Red clover is the widely available sprout in the United States. Like alfalfa, the taste of red clover is relatively mild. This makes it well-suited to a wide range of applications as a complement to bolder, stronger flavors, and to add texture As with all sprouts, cleanliness is absolutely essential. While frequent rinsing is essential for growth and development, thorough rinsing is even more vital for safe, clean sprouts. Red Clover seeds are smaller than most other sprouting seeds.

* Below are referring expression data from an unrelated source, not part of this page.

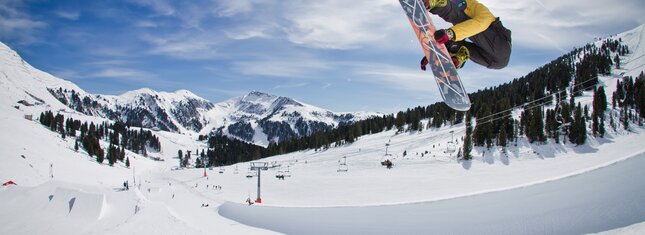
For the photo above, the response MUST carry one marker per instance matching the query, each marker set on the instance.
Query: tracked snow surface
(529, 189)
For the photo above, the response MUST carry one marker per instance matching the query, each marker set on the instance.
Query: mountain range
(256, 117)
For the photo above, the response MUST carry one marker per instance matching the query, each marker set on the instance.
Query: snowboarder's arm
(481, 18)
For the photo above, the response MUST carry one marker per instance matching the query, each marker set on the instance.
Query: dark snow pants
(490, 48)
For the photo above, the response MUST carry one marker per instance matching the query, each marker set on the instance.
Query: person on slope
(490, 42)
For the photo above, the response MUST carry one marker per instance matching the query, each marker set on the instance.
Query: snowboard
(444, 71)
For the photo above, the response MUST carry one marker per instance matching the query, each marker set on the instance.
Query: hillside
(561, 184)
(257, 117)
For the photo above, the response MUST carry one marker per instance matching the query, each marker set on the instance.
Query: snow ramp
(77, 204)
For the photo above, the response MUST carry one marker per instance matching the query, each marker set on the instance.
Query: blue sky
(345, 56)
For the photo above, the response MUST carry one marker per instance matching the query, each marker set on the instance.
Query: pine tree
(468, 142)
(100, 157)
(181, 158)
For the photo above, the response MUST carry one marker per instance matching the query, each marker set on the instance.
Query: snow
(594, 204)
(529, 188)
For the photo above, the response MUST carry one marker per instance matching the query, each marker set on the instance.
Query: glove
(424, 62)
(444, 35)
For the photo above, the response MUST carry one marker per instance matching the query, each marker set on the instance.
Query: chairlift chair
(342, 166)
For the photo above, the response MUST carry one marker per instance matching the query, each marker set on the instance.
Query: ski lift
(451, 146)
(342, 166)
(250, 174)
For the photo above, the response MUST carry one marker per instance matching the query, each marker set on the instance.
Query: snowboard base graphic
(445, 73)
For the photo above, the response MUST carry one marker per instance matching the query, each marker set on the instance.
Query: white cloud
(396, 77)
(122, 73)
(283, 67)
(227, 8)
(339, 24)
(16, 25)
(69, 15)
(184, 45)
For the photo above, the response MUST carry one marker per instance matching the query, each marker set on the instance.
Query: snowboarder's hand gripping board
(445, 74)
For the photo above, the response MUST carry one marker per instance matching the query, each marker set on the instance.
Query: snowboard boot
(459, 54)
(435, 3)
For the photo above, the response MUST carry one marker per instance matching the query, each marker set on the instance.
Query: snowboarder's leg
(450, 13)
(491, 48)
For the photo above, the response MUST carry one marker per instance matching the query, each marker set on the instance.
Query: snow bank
(600, 200)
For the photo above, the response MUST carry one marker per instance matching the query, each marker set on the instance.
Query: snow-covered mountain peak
(634, 40)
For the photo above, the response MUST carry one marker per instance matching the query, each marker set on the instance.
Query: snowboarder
(490, 42)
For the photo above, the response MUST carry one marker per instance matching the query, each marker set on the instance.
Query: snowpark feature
(595, 186)
(604, 199)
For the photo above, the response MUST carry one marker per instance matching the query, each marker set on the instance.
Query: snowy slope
(634, 63)
(180, 111)
(253, 117)
(85, 197)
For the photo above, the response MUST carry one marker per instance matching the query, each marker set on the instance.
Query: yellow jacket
(480, 19)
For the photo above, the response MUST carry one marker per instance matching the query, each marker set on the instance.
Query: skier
(490, 42)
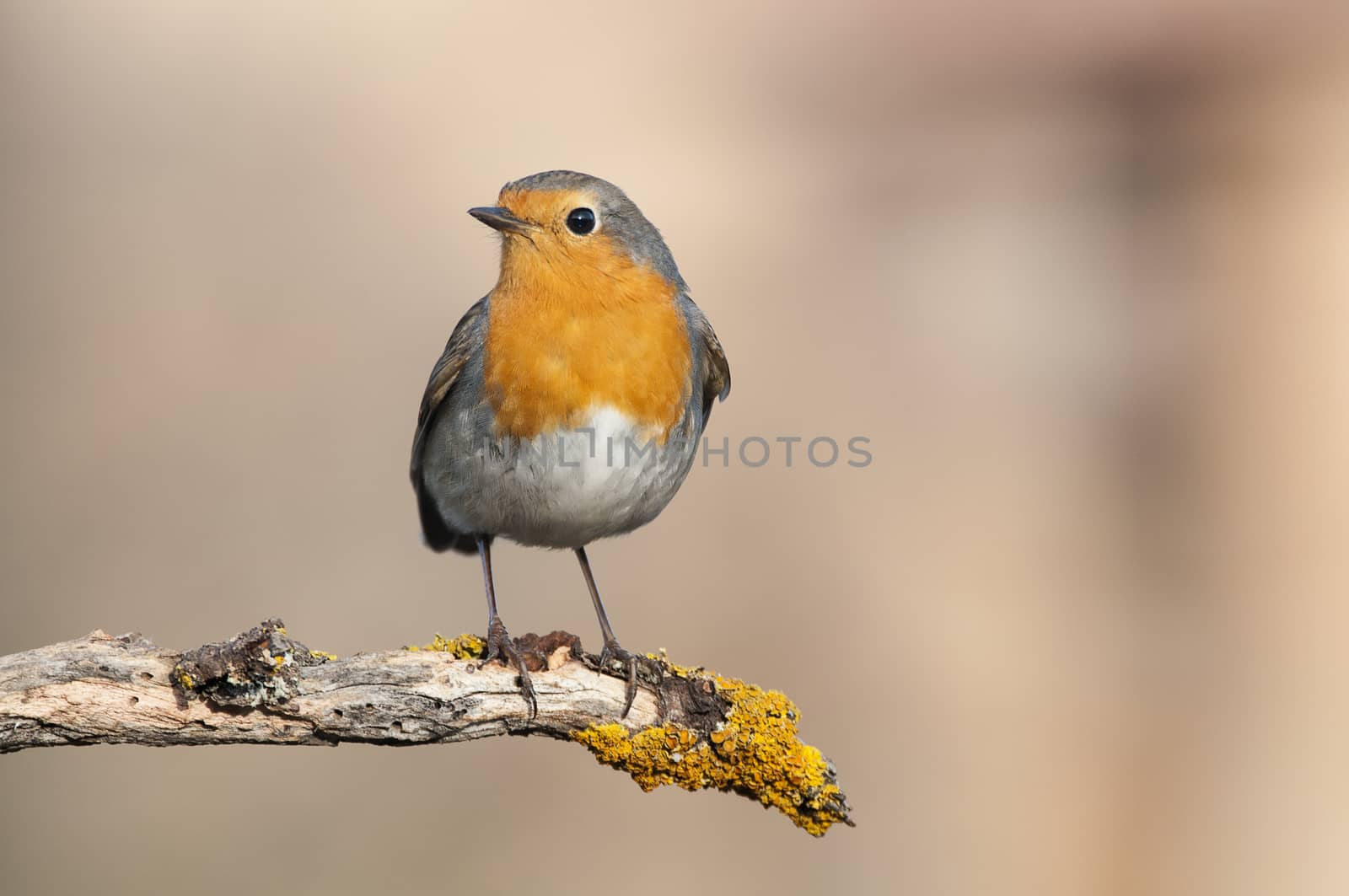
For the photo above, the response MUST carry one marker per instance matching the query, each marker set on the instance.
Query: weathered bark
(262, 687)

To sprout them successfully, the drainage holes must be small enough to prevent seeds from escaping while rinsing. Place 1-2 Tbsp of sprouting seeds in a clean wide-mouth jar • Place the sprouting screen and ring, sprout lid, or tulle and rubber band over the top of the jar • Fill the jar with water and then pour off to rinse seed • Fill jar with water and let soak for 4-12 hours, depending on the type of sprouts • Drain water, then rinse with water twice each day for 5 days until sprouts are finished • Store sprout jar in a bowl, tilted at an angle so any excess water drains out through the screen. Sprouts should be moist, not sitting in water • Once sprouts have grown to be an inch or so long and have formed very small leaves called cotyledons, the sprouts are ready for greening. Just place the jar in bright indirect light and they will turn green over the course of a day.
• Enjoy your fresh sprouts on sandwiches, salads and more! • Store sprouts in the refrigerator for up to a week. If not stored in an airtight container, rinse sprouts with water each day to keep them moist.